Ma non è finita qui. Stando a quanto riferito da MutuiSuperMarket, si aggiungerebbe un'ulteriore voce che finirebbe dunque nel mirino: il mutuo, che potrebbe rientrare nelle diverse uscite monitorate dal Fisco ai fini del redditometro. È già accaduto in passato che il mutuo fosse utilizzato come strumento di verifica "per dimostrare che l'accrescimento del patrimonio del contribuente non fosse compatibile con i redditi dichiarati".

"Il mutuo diluisce la capacità contributiva"

Sulla questione si è espressa la Corte di Cassazione, che con la sentenza 26668/20 ha dato ragione all'Agenzia delle Entrate a seguito del ricorso di un contribuente. Le motivazioni sono state respinte perché, anche sottraendo all'importo del mutuo la parte pagata dai genitori, il capitale residuo comunque risultava essere incongruo rispetto ai redditi dichiarati.

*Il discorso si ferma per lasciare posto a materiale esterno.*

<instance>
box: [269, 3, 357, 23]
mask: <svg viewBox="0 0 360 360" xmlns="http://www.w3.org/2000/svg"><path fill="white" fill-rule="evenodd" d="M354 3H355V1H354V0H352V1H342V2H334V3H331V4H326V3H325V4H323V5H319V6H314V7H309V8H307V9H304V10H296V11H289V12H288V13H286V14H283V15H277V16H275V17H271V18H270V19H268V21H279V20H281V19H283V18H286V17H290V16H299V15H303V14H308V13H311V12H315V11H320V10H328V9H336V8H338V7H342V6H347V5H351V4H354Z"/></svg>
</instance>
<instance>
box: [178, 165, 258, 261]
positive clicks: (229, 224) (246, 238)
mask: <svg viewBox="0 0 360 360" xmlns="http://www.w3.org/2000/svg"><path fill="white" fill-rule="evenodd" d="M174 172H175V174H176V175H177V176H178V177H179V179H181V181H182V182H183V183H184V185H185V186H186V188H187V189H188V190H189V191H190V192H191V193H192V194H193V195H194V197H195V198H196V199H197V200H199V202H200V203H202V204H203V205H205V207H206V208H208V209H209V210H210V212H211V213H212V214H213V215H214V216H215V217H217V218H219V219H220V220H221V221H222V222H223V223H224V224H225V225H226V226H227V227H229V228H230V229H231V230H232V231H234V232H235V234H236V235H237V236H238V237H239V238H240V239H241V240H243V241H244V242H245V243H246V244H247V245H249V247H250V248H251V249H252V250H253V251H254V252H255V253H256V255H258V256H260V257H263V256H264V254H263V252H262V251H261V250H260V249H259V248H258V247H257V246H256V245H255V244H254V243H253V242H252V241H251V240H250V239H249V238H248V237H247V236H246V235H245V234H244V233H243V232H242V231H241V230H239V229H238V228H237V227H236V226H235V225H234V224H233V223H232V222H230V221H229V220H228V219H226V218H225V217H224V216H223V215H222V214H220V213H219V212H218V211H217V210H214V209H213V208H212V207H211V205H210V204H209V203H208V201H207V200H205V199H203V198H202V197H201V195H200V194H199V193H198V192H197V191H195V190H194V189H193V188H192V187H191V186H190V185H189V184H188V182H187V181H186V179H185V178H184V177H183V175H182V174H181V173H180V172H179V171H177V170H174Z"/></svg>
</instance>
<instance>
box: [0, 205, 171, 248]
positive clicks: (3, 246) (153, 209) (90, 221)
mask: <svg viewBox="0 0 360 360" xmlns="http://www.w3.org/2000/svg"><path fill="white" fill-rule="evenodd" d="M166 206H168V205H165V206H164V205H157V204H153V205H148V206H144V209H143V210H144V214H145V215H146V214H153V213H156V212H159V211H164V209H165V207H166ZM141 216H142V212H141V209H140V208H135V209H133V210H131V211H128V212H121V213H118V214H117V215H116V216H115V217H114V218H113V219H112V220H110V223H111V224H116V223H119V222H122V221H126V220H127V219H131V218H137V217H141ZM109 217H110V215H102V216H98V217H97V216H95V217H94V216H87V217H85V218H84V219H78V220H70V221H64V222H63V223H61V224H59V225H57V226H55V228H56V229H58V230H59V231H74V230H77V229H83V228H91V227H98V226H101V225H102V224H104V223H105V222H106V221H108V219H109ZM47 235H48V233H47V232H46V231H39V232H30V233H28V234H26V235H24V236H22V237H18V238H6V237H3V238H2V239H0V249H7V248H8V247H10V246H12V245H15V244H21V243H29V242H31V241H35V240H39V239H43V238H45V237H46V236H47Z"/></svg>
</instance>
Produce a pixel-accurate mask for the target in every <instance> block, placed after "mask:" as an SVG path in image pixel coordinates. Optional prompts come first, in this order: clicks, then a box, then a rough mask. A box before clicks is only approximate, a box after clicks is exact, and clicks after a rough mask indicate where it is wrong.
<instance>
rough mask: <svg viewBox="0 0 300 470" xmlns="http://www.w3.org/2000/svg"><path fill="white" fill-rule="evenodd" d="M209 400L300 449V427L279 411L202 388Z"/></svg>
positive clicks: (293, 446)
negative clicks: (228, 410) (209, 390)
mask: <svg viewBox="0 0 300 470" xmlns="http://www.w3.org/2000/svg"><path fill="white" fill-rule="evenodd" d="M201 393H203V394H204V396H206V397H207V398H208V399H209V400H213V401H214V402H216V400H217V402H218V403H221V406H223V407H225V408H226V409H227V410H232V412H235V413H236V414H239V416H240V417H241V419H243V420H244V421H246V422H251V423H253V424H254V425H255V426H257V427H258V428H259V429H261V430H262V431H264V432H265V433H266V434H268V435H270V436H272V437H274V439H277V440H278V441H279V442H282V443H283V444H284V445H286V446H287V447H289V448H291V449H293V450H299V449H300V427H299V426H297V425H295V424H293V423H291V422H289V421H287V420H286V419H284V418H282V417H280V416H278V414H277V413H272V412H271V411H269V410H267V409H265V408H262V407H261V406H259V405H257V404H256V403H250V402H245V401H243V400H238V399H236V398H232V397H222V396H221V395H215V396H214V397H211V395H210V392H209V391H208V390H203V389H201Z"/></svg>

Nello specifico, la Suprema Corte aveva effettuato una precisazione ben chiara: qualora l'ufficio dovesse determinare sinteticamente il reddito complessivo netto in relazione alla spesa per incrementi patrimoniali e il contribuente dovesse dedurre e dimostrare che tale spesa è giustificata dall'accensione di un mutuo ultrannuale, "il mutuo medesimo non esclude ma diluisce la capacità contributiva". Quindi "deve essere detratto dalla spesa accertata (ed imputata a reddito) il capitale mutuato, ma ad essa vanno, invece, aggiunti, per ogni annualità, i ratei di mutuo maturati e versati".